Après décision du tribunal administratif de Montreuil, en région parisienne, le leader palestinien Marwan Barghouti n’est plus citoyen d’honneur de la ville d’Aubervilliers. Le 18 décembre dernier pourtant, c’est en tant qu’un homme « de paix et de dialogue » que la ville l’avait honoré de ce titre, une décision prise alors à l’unanimité par le conseil municipal de cette commune de banlieue parisienne.

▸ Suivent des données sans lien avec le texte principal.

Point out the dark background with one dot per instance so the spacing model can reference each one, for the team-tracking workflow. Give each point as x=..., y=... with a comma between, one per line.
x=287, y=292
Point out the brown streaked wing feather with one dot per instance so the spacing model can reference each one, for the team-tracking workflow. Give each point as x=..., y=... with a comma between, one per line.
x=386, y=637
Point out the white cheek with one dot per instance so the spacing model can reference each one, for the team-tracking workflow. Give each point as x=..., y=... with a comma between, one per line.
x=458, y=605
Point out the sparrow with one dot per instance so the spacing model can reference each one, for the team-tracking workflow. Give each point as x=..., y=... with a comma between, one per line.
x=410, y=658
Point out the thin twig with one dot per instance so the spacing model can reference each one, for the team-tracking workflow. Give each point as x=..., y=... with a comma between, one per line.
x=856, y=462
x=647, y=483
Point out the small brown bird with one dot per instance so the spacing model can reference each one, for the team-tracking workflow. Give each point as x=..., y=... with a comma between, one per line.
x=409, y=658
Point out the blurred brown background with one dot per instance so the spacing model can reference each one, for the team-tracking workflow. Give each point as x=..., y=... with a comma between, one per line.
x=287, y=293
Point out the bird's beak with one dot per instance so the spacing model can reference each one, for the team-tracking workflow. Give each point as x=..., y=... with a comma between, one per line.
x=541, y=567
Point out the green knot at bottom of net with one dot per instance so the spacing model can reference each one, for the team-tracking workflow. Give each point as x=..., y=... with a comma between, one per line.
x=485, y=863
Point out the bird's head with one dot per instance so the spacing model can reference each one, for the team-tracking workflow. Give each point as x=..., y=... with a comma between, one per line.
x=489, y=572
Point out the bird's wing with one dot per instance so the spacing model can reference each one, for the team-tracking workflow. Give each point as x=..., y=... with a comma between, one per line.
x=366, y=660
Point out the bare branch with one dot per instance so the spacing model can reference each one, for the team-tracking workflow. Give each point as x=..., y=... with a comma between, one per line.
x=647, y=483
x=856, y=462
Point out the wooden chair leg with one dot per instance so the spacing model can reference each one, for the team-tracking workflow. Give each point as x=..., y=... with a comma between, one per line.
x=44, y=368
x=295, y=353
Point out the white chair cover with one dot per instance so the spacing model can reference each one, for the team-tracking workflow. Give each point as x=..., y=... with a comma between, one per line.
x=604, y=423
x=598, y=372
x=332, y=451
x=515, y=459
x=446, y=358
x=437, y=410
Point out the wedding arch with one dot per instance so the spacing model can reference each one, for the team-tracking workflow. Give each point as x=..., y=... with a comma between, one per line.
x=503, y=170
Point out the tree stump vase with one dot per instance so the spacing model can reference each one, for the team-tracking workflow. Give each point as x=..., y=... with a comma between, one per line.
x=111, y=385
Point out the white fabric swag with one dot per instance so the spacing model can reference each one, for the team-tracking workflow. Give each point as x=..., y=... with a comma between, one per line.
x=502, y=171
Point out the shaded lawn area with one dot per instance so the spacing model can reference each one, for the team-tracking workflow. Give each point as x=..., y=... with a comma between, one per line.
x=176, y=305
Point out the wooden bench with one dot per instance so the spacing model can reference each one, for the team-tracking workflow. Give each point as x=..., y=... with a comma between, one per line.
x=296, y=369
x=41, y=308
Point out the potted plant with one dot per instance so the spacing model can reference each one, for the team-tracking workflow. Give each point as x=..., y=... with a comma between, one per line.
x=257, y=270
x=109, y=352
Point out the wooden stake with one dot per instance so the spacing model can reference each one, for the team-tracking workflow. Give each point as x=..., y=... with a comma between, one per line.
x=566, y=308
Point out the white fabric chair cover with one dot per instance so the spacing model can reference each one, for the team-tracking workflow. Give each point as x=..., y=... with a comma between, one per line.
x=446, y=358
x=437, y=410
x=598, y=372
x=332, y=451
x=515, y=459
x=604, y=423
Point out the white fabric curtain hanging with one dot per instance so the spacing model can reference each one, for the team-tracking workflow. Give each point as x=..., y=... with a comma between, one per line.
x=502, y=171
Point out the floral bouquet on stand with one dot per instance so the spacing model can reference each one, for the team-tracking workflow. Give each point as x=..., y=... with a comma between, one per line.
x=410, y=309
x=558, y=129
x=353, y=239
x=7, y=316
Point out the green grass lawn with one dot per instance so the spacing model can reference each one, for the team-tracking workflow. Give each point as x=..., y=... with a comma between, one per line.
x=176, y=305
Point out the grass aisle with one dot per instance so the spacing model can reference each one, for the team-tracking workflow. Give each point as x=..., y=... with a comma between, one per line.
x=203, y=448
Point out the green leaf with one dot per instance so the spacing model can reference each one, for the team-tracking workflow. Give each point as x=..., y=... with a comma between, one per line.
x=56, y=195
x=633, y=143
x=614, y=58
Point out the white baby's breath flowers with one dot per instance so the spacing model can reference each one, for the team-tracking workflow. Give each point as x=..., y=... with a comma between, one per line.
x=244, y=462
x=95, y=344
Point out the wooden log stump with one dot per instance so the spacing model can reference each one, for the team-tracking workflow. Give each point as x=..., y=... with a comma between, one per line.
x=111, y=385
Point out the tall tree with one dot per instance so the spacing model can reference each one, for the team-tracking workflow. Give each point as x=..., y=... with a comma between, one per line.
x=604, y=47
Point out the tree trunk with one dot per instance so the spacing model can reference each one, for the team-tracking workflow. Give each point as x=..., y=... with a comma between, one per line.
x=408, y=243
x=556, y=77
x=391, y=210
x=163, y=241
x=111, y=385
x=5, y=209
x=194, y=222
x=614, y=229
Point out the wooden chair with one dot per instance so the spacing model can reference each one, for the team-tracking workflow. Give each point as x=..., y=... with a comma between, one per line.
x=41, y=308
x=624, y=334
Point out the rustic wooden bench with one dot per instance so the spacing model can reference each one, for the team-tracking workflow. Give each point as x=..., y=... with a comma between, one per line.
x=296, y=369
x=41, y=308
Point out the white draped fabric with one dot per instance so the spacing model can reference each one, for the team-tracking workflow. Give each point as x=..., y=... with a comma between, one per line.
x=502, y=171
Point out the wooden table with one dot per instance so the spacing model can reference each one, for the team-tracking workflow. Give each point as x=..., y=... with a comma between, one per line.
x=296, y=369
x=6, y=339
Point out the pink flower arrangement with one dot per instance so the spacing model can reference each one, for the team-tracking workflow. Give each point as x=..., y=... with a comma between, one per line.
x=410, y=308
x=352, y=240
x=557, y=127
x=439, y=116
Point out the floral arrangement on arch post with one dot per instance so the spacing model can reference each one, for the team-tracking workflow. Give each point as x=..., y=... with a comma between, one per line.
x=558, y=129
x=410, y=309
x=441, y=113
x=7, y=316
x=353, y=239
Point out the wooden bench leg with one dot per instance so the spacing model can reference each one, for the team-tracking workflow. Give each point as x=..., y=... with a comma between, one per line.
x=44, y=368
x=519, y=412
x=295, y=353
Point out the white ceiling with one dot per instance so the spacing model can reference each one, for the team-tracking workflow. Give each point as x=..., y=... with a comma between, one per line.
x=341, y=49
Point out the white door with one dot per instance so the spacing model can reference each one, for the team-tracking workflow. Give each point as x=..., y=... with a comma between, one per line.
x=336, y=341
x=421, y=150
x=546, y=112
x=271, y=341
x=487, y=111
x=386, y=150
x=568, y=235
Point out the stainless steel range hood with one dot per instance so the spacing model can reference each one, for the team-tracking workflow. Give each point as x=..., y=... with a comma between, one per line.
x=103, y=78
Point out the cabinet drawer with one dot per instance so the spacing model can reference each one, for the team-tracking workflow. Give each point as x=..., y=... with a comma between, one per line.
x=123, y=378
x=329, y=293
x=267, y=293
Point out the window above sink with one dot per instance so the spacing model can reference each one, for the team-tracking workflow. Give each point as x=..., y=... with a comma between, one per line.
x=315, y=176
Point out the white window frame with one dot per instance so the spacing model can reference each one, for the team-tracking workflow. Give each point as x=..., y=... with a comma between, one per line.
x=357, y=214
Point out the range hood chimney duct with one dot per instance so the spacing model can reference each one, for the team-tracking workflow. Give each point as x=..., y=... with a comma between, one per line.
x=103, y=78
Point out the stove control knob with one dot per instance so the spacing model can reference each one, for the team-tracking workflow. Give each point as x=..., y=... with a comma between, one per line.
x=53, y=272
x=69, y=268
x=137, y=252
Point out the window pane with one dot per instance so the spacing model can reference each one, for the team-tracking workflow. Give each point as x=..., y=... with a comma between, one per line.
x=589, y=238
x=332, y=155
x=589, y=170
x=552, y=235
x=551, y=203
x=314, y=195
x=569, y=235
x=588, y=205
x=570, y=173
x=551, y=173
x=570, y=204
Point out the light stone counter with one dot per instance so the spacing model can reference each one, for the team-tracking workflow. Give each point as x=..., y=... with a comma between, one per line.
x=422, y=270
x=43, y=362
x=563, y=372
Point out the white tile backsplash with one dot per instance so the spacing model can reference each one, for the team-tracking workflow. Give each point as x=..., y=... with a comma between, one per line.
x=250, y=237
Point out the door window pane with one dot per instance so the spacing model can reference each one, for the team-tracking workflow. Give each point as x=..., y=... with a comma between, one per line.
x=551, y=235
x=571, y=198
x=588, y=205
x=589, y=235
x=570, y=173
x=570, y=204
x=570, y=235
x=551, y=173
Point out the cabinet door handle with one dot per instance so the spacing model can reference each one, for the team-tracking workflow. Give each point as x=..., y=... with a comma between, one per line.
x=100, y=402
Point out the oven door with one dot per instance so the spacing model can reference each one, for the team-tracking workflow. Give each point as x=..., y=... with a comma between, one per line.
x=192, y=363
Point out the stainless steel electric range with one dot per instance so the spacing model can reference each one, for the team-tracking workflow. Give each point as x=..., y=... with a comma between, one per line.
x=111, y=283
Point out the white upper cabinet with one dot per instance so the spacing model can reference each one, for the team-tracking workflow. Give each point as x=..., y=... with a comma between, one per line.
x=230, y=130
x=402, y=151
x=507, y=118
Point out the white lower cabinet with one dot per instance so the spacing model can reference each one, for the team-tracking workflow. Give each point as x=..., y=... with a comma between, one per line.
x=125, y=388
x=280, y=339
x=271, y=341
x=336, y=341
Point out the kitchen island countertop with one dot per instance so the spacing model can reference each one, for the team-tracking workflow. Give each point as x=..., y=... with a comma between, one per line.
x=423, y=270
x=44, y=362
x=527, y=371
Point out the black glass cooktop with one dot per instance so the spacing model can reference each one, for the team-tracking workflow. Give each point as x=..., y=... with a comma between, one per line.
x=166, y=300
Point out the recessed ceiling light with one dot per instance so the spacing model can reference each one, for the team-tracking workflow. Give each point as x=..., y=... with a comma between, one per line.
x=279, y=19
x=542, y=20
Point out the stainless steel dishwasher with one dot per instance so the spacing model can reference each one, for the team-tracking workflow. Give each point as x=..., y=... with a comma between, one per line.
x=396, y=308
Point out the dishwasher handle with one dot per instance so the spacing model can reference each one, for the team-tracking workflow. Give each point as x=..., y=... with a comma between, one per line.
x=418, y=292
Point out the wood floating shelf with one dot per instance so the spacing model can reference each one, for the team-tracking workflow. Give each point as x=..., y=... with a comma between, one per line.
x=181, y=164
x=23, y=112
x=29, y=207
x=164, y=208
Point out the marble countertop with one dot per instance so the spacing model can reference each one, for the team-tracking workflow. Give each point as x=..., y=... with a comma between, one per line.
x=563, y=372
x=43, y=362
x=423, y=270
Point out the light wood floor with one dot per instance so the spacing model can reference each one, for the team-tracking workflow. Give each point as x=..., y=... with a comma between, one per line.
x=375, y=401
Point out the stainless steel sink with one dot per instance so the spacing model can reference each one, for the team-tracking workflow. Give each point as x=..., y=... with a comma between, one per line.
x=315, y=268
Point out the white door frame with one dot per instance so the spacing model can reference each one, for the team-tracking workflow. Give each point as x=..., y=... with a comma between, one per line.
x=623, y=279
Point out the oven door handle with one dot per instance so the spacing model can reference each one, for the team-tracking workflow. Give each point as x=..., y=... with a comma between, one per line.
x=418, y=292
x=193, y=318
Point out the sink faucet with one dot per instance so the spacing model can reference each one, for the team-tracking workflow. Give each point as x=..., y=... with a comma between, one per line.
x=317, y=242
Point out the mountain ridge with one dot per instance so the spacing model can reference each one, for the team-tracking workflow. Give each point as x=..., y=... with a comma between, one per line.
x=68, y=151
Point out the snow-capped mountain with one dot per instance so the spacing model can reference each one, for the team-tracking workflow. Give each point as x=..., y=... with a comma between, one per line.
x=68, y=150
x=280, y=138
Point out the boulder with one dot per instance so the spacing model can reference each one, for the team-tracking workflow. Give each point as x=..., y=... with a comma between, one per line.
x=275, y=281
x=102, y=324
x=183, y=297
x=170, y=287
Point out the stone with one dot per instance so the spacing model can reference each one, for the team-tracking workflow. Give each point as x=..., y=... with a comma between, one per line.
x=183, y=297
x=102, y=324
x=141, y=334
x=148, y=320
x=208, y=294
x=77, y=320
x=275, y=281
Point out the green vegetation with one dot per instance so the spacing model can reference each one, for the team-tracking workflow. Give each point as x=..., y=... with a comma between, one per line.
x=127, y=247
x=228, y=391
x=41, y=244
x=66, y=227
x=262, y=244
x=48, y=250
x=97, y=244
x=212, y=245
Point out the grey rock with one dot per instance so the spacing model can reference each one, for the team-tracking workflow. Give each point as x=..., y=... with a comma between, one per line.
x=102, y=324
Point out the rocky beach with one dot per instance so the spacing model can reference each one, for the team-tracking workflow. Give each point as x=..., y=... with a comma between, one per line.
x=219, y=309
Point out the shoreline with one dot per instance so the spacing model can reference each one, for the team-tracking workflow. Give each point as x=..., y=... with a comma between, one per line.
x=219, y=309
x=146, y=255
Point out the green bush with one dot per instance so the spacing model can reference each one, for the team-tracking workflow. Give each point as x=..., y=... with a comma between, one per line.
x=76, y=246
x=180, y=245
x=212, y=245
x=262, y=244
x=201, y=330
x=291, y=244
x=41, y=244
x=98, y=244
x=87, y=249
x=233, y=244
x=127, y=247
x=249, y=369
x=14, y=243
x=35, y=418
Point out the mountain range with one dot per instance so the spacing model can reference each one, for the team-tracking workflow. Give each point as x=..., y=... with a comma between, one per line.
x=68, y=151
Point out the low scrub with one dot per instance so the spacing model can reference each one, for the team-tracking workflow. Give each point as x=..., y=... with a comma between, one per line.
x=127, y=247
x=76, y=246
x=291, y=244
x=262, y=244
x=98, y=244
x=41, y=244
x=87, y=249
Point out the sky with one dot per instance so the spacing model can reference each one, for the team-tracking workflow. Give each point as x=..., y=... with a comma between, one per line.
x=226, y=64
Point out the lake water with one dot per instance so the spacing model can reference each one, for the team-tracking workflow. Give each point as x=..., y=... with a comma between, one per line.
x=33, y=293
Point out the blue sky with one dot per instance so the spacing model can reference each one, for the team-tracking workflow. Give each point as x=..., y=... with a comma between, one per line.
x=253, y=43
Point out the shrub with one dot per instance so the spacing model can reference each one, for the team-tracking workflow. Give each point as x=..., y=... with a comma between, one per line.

Un verdict pour le moins surprenant car Marwan Barghouti est actuellement citoyen d’honneur dans une dizaine de villes de l’Hexagone. Il fait suite à la saisie par le Bureau national de vigilance contre l’antisémitisme (BNVCA) en janvier 2015 du préfet du département. Le BNVCA a en effet estimé qu’une annulation de ce titre s’imposait car le leader de la résistance palestinienne n’était rien moins qu’un « condamné à la réclusion criminelle à perpétuité par la justice israélienne pour des actes de terrorisme ayant entraîné la mort de civils israéliens ».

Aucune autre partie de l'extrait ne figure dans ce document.